MR. BERKOWITZ: I have, Your Honor.
MR. BOSWORTH: He has requested adjudication of property rights, not —
MR. BERKOWITZ: Well, paragraph seven, that the property is located as follows — the respondent asserts a certain equity in the real property. She has made all payments, maintenance and upkeep on the real property.
MR. BOSWORTH: When you are talking alimony, you are talking ability to pay and need. That's not alleged.
MR. BERKOWITZ: We have asked for the Court to award the respondent alimony in this action.
THE COURT: Where is it? I am looking at your counter-petition. I don't see any request of alimony.
MR. BERKOWITZ: Well, Your Honor, if the situation arises, I would make an ore tenus motion at the close of the evidence and amend my pleadings to conform with the evidence. However, at this point, I would just allege the special equity in the house.
MR. BOSWORTH: I would note a continuing objection at this point, then, to any evidence that is going to be coming in to show the need or ability to pay alimony. Obviously, we are going to have to investigate these issues, as far as child support is concerned; but when we are talking about alimony, I am not prepared to defend alimony. I would have taken depositions if I would have known alimony is being requested.
THE COURT: I will sustain the objection.

At the close of the evidence appellee's counsel made no motion to amend the pleadings to conform to the evidence. Notwithstanding the foregoing, the trial court awarded the wife $100 per month as permanent alimony.
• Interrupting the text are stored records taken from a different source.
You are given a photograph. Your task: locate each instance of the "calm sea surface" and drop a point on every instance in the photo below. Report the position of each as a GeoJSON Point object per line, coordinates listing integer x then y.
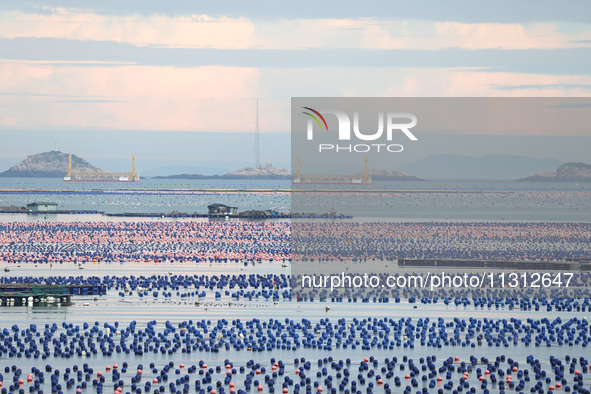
{"type": "Point", "coordinates": [438, 201]}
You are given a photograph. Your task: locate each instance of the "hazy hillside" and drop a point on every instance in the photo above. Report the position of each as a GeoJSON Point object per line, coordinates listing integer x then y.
{"type": "Point", "coordinates": [52, 164]}
{"type": "Point", "coordinates": [484, 167]}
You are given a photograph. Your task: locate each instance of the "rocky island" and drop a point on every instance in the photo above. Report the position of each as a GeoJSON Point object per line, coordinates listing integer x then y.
{"type": "Point", "coordinates": [52, 164]}
{"type": "Point", "coordinates": [568, 172]}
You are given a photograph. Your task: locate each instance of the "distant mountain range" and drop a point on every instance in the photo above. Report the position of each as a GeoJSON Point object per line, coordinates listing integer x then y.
{"type": "Point", "coordinates": [267, 172]}
{"type": "Point", "coordinates": [52, 164]}
{"type": "Point", "coordinates": [568, 172]}
{"type": "Point", "coordinates": [508, 167]}
{"type": "Point", "coordinates": [383, 175]}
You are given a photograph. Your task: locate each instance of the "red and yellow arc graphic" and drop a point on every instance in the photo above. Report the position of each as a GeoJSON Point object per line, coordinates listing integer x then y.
{"type": "Point", "coordinates": [315, 118]}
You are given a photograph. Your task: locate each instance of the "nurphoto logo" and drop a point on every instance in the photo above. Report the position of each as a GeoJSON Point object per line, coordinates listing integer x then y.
{"type": "Point", "coordinates": [395, 122]}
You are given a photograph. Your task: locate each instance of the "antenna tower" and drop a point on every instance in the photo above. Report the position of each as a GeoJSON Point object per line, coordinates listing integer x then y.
{"type": "Point", "coordinates": [257, 150]}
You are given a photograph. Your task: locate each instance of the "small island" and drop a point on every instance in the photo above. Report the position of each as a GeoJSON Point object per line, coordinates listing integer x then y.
{"type": "Point", "coordinates": [568, 172]}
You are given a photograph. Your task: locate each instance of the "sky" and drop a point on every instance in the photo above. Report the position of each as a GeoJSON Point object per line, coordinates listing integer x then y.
{"type": "Point", "coordinates": [176, 83]}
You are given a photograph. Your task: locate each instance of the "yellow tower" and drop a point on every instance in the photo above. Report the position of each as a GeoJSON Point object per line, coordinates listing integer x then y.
{"type": "Point", "coordinates": [366, 178]}
{"type": "Point", "coordinates": [69, 166]}
{"type": "Point", "coordinates": [133, 176]}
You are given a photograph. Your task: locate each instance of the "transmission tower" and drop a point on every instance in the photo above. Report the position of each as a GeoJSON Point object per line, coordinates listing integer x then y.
{"type": "Point", "coordinates": [257, 150]}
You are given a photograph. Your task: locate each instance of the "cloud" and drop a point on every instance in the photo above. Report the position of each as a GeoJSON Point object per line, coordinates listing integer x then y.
{"type": "Point", "coordinates": [222, 99]}
{"type": "Point", "coordinates": [203, 31]}
{"type": "Point", "coordinates": [128, 98]}
{"type": "Point", "coordinates": [187, 31]}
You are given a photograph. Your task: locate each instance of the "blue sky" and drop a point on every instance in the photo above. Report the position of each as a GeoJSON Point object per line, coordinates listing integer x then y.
{"type": "Point", "coordinates": [146, 77]}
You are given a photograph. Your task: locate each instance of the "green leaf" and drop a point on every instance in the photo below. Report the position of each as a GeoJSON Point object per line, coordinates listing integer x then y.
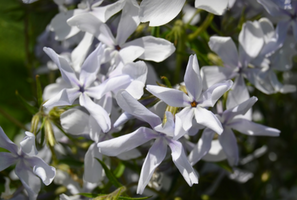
{"type": "Point", "coordinates": [28, 106]}
{"type": "Point", "coordinates": [39, 91]}
{"type": "Point", "coordinates": [225, 165]}
{"type": "Point", "coordinates": [118, 172]}
{"type": "Point", "coordinates": [111, 177]}
{"type": "Point", "coordinates": [131, 198]}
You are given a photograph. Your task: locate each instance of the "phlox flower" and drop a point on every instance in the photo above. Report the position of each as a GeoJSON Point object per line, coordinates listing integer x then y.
{"type": "Point", "coordinates": [195, 102]}
{"type": "Point", "coordinates": [118, 49]}
{"type": "Point", "coordinates": [163, 135]}
{"type": "Point", "coordinates": [161, 12]}
{"type": "Point", "coordinates": [231, 119]}
{"type": "Point", "coordinates": [28, 164]}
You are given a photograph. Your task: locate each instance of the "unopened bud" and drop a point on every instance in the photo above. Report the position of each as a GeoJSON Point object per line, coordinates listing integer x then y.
{"type": "Point", "coordinates": [34, 124]}
{"type": "Point", "coordinates": [49, 134]}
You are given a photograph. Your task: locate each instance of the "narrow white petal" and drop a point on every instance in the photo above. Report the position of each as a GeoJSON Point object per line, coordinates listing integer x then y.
{"type": "Point", "coordinates": [153, 159]}
{"type": "Point", "coordinates": [75, 121]}
{"type": "Point", "coordinates": [30, 182]}
{"type": "Point", "coordinates": [93, 170]}
{"type": "Point", "coordinates": [79, 54]}
{"type": "Point", "coordinates": [229, 144]}
{"type": "Point", "coordinates": [130, 52]}
{"type": "Point", "coordinates": [91, 66]}
{"type": "Point", "coordinates": [238, 94]}
{"type": "Point", "coordinates": [202, 147]}
{"type": "Point", "coordinates": [44, 171]}
{"type": "Point", "coordinates": [216, 7]}
{"type": "Point", "coordinates": [61, 28]}
{"type": "Point", "coordinates": [66, 70]}
{"type": "Point", "coordinates": [214, 92]}
{"type": "Point", "coordinates": [251, 39]}
{"type": "Point", "coordinates": [192, 78]}
{"type": "Point", "coordinates": [208, 119]}
{"type": "Point", "coordinates": [250, 128]}
{"type": "Point", "coordinates": [153, 11]}
{"type": "Point", "coordinates": [220, 45]}
{"type": "Point", "coordinates": [6, 160]}
{"type": "Point", "coordinates": [105, 12]}
{"type": "Point", "coordinates": [6, 143]}
{"type": "Point", "coordinates": [182, 163]}
{"type": "Point", "coordinates": [96, 111]}
{"type": "Point", "coordinates": [64, 98]}
{"type": "Point", "coordinates": [28, 144]}
{"type": "Point", "coordinates": [214, 74]}
{"type": "Point", "coordinates": [128, 22]}
{"type": "Point", "coordinates": [133, 107]}
{"type": "Point", "coordinates": [241, 109]}
{"type": "Point", "coordinates": [116, 146]}
{"type": "Point", "coordinates": [155, 49]}
{"type": "Point", "coordinates": [185, 116]}
{"type": "Point", "coordinates": [89, 23]}
{"type": "Point", "coordinates": [172, 97]}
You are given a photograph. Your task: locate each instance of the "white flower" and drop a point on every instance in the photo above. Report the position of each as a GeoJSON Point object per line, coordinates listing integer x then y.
{"type": "Point", "coordinates": [28, 165]}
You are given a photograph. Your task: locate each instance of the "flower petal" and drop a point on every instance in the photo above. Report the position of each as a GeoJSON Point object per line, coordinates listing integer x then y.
{"type": "Point", "coordinates": [213, 74]}
{"type": "Point", "coordinates": [93, 170]}
{"type": "Point", "coordinates": [61, 28]}
{"type": "Point", "coordinates": [28, 144]}
{"type": "Point", "coordinates": [214, 92]}
{"type": "Point", "coordinates": [91, 66]}
{"type": "Point", "coordinates": [202, 147]}
{"type": "Point", "coordinates": [192, 78]}
{"type": "Point", "coordinates": [216, 7]}
{"type": "Point", "coordinates": [7, 144]}
{"type": "Point", "coordinates": [172, 97]}
{"type": "Point", "coordinates": [251, 39]}
{"type": "Point", "coordinates": [128, 22]}
{"type": "Point", "coordinates": [219, 46]}
{"type": "Point", "coordinates": [238, 93]}
{"type": "Point", "coordinates": [96, 111]}
{"type": "Point", "coordinates": [124, 143]}
{"type": "Point", "coordinates": [229, 144]}
{"type": "Point", "coordinates": [105, 12]}
{"type": "Point", "coordinates": [185, 117]}
{"type": "Point", "coordinates": [250, 128]}
{"type": "Point", "coordinates": [66, 70]}
{"type": "Point", "coordinates": [6, 160]}
{"type": "Point", "coordinates": [241, 109]}
{"type": "Point", "coordinates": [44, 171]}
{"type": "Point", "coordinates": [30, 182]}
{"type": "Point", "coordinates": [91, 24]}
{"type": "Point", "coordinates": [79, 54]}
{"type": "Point", "coordinates": [152, 160]}
{"type": "Point", "coordinates": [153, 11]}
{"type": "Point", "coordinates": [155, 49]}
{"type": "Point", "coordinates": [182, 163]}
{"type": "Point", "coordinates": [133, 107]}
{"type": "Point", "coordinates": [75, 121]}
{"type": "Point", "coordinates": [63, 98]}
{"type": "Point", "coordinates": [208, 119]}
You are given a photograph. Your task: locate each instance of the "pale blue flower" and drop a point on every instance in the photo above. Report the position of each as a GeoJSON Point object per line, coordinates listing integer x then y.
{"type": "Point", "coordinates": [28, 165]}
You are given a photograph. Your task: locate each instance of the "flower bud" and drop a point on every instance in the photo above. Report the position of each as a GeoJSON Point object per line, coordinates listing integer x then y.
{"type": "Point", "coordinates": [49, 134]}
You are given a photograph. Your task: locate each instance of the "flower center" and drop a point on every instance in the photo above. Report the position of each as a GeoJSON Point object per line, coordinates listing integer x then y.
{"type": "Point", "coordinates": [81, 89]}
{"type": "Point", "coordinates": [117, 47]}
{"type": "Point", "coordinates": [194, 104]}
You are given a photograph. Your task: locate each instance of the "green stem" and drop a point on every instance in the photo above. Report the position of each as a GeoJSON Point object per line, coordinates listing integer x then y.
{"type": "Point", "coordinates": [203, 27]}
{"type": "Point", "coordinates": [12, 119]}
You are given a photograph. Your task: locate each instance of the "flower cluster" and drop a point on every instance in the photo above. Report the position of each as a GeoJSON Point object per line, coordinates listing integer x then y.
{"type": "Point", "coordinates": [109, 102]}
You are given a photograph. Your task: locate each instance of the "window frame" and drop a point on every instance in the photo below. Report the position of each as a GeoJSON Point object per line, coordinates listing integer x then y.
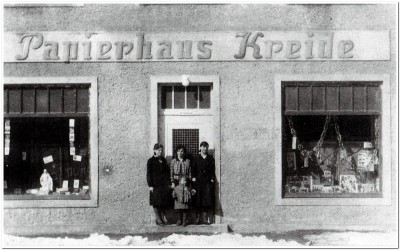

To be sure, a judgment based upon a matter entirely outside the issues made by the pleadings cannot stand. Cortina v. Cortina, 98 So.2d 334 (Fla. 1957); Chandler v. Chandler, 330 So.2d 778 (Fla. 1st DCA 1976). This general rule was applied in James v. James, 374 So.2d 1085 (Fla. 5th DCA 1979), which is directly on point. There, the Fifth District Court of Appeal vacated that part of a final judgment of dissolution of marriage which awarded the wife permanent alimony where her petition for dissolution did not raise the issue of alimony. Accordingly, we vacate that portion of the final judgment which awarded appellee permanent alimony.

Appellant's second point is that there is no predicate in the record for the trial court's award of a reasonable attorney's fee in the sum of $250 to appellee's counsel. We agree.

The only testimony presented was that of appellee when examined by her counsel:

Q. Mrs. Cooper, you have agreed to pay me a reasonable attorney's fee, is that correct?
A. Right.
Q. Have you paid anything?
A. No.
Q. Can you pay me anything?
A. Not today, I can't.

An award of an attorney's fee requires a predicate of substantial competent evidence in the form of testimony by the attorney performing services and by an expert as to the value of those services, Cohen v. Cohen, 400 So.2d 463 (Fla. 4th DCA 1981). In the absence of such evidence, we vacate that part of the final judgment which awarded an attorney's fee to be paid by appellant.

The remainder of the final judgment is affirmed.

AFFIRMED IN PART; REVERSED IN PART.

DOWNEY and GLICKSTEIN, JJ., and PEARSON, DANIEL S., Associate Judge, concur.